Associação Dinamizadora dos Interesses de Basto
Edição de 29-09-2014

Arquivo: Edição de 15-10-2007

SECÇÃO: A nossa gente

António Paulo Pereira Guerra
Ao leme do Grupo Desportivo de Cavez

Paulo Guerra, um jovem empresário da construção civil, tem vindo ao longo dos anos a assumir a liderança do Desportivo de Cavez, Clube a que dedica grande parte do seu tempo. Presidente, treinador e actualmente, também atleta, Paulo Guerra está onde fizer falta, para manter vivo um clube onde a prioridade é ajudar a formar homens, ter uma equipa a jogar na terra, dinamizar a colectividade e fazer com que as pessoas gostem de ver futebol e participem nas diferentes acções desenvolvidas.
Um “carola”, que apesar dos resultados alcançados, gere o clube com entusiasmo, sem euforias e sempre com saldo positivo. O dinamismo da associação é elogiado por todos. Organiza provas de atletismo, apoia a realização de diversas iniciativas sócio-culturais e desportivas e agrega em torno deste projecto gente de todas as camadas da população.

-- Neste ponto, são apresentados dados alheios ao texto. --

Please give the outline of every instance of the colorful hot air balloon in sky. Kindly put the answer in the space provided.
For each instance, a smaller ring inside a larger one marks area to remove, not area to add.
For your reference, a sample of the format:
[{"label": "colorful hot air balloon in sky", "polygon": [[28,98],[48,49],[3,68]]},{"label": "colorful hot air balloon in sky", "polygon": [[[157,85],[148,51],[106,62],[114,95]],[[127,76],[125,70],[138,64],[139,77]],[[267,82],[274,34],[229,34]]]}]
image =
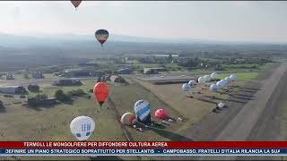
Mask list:
[{"label": "colorful hot air balloon in sky", "polygon": [[95,32],[95,37],[102,47],[102,44],[105,43],[109,38],[109,32],[106,30],[98,30]]},{"label": "colorful hot air balloon in sky", "polygon": [[149,121],[151,117],[150,112],[151,112],[151,105],[146,100],[138,100],[135,104],[135,116],[138,120],[141,122],[146,122]]},{"label": "colorful hot air balloon in sky", "polygon": [[135,115],[132,113],[126,113],[120,118],[120,123],[126,125],[131,125],[136,121]]},{"label": "colorful hot air balloon in sky", "polygon": [[219,87],[216,84],[212,84],[210,86],[210,90],[212,90],[212,91],[216,91],[218,89],[219,89]]},{"label": "colorful hot air balloon in sky", "polygon": [[71,3],[72,3],[73,5],[74,6],[74,8],[77,9],[77,7],[80,5],[80,4],[82,3],[82,1],[71,1]]},{"label": "colorful hot air balloon in sky", "polygon": [[93,87],[93,93],[101,106],[109,96],[108,85],[104,82],[96,83]]},{"label": "colorful hot air balloon in sky", "polygon": [[95,122],[91,117],[81,115],[71,122],[70,129],[78,140],[86,140],[95,130]]}]

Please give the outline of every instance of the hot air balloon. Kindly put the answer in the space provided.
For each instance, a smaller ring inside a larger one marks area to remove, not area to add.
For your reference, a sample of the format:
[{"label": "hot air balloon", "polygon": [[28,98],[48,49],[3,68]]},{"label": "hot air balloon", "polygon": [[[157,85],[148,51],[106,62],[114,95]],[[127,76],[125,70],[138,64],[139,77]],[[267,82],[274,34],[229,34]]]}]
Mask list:
[{"label": "hot air balloon", "polygon": [[132,125],[135,121],[135,115],[132,113],[126,113],[120,118],[120,123],[129,126]]},{"label": "hot air balloon", "polygon": [[168,113],[161,108],[155,111],[154,115],[160,119],[166,119],[168,117]]},{"label": "hot air balloon", "polygon": [[104,82],[96,83],[93,87],[93,93],[101,106],[109,96],[108,85]]},{"label": "hot air balloon", "polygon": [[205,83],[205,79],[204,77],[199,77],[198,78],[198,82],[199,83]]},{"label": "hot air balloon", "polygon": [[138,100],[135,104],[135,113],[137,120],[144,124],[151,124],[151,105],[146,100]]},{"label": "hot air balloon", "polygon": [[225,106],[225,104],[223,102],[220,102],[218,105],[217,105],[218,107],[220,108],[223,108]]},{"label": "hot air balloon", "polygon": [[210,75],[204,75],[204,79],[205,80],[205,82],[208,82],[208,81],[210,81],[211,77],[210,77]]},{"label": "hot air balloon", "polygon": [[217,81],[216,85],[218,86],[218,89],[222,89],[224,87],[224,82],[222,81]]},{"label": "hot air balloon", "polygon": [[91,117],[81,115],[71,122],[70,129],[78,140],[86,140],[95,130],[95,122]]},{"label": "hot air balloon", "polygon": [[192,80],[188,81],[188,84],[190,87],[193,87],[196,84],[196,81]]},{"label": "hot air balloon", "polygon": [[216,79],[217,79],[217,76],[218,76],[218,74],[217,74],[216,72],[213,72],[213,73],[211,74],[212,80],[216,80]]},{"label": "hot air balloon", "polygon": [[72,3],[73,5],[74,6],[74,8],[77,9],[77,7],[80,5],[80,4],[82,3],[82,1],[71,1],[71,3]]},{"label": "hot air balloon", "polygon": [[109,38],[109,32],[106,30],[98,30],[95,32],[95,37],[97,38],[97,40],[100,43],[101,47],[102,44],[106,42],[106,40]]},{"label": "hot air balloon", "polygon": [[231,79],[230,77],[225,77],[224,80],[227,81],[227,82],[230,82],[231,80]]},{"label": "hot air balloon", "polygon": [[232,81],[235,81],[237,80],[237,76],[235,74],[231,74],[230,78]]},{"label": "hot air balloon", "polygon": [[188,83],[184,83],[181,87],[187,97],[190,97],[190,86]]},{"label": "hot air balloon", "polygon": [[219,89],[219,87],[216,84],[212,84],[210,86],[210,90],[212,90],[212,91],[216,91],[218,89]]}]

Plantel de Cavez - época 2007/2008
Plantel de Cavez - época 2007/2008
Ecos de Basto [E.B.] - Na época anterior acumulou as funções de presidente e de treinador do Grupo Desportivo de Cavez, nos regionais de Braga? Mantém essas tarefas na presente época desportiva?
Paulo Guerra [P.G.] – Sim. Actualmente sou presidente, treinador e atleta. Estive mais de duas décadas a defender a baliza, mas agora estou no banco. Sou polivalente. Também ajudo a tratar das roupas se for necessário. Não é difícil. Gosto de trabalhar no e para o Clube.
[E.B.] - Apesar das tácticas criativas que utilizou surpreendendo os adversários, o Grupo Desportivo de Cavez acabou a época no último lugar da 1ª Divisão da Associação de Futebol de Braga. Como comenta este resultado?
[P.G.] – Os outros clubes eram mais fortes. Mas também não contávamos subir. Jogar em outras divisões requer mais treinos e nós apenas treinamos duas vezes por semana e por vezes com metade dos jogadores. Apesar de não haver grandes desequilíbrios nos jogos, o facto é que perdíamos por 1-0, 2-0…
[E.B.] - Sabemos que o GDC pretende acima de tudo fazer desporto e ter uma colectividade a funcionar. Este é um objectivo para manter?
[P.G.] – Sim. Este é um dos objectivos principais que queremos manter. Mas também queremos aumentar o património da colectividade.
[E.B.] - Apesar de ocupar o último lugar, o GDC não tem dívidas? Qual é o segredo para ter uma conta bancária com saldo positivo?
[P.G.] – O segredo é o trabalho. Não usamos de euforias. Trabalhamos no dia a dia. Damos os prémios que podemos e ajudamos nas diferentes tarefas. Não pagamos aos jogadores e sempre que saímos, os dirigentes ajudam nas despesas, quer seja nas deslocações, quer seja no lanche dos jogadores. Gerimos muito bem o dinheiro dos sócios e os apoios que nos dão.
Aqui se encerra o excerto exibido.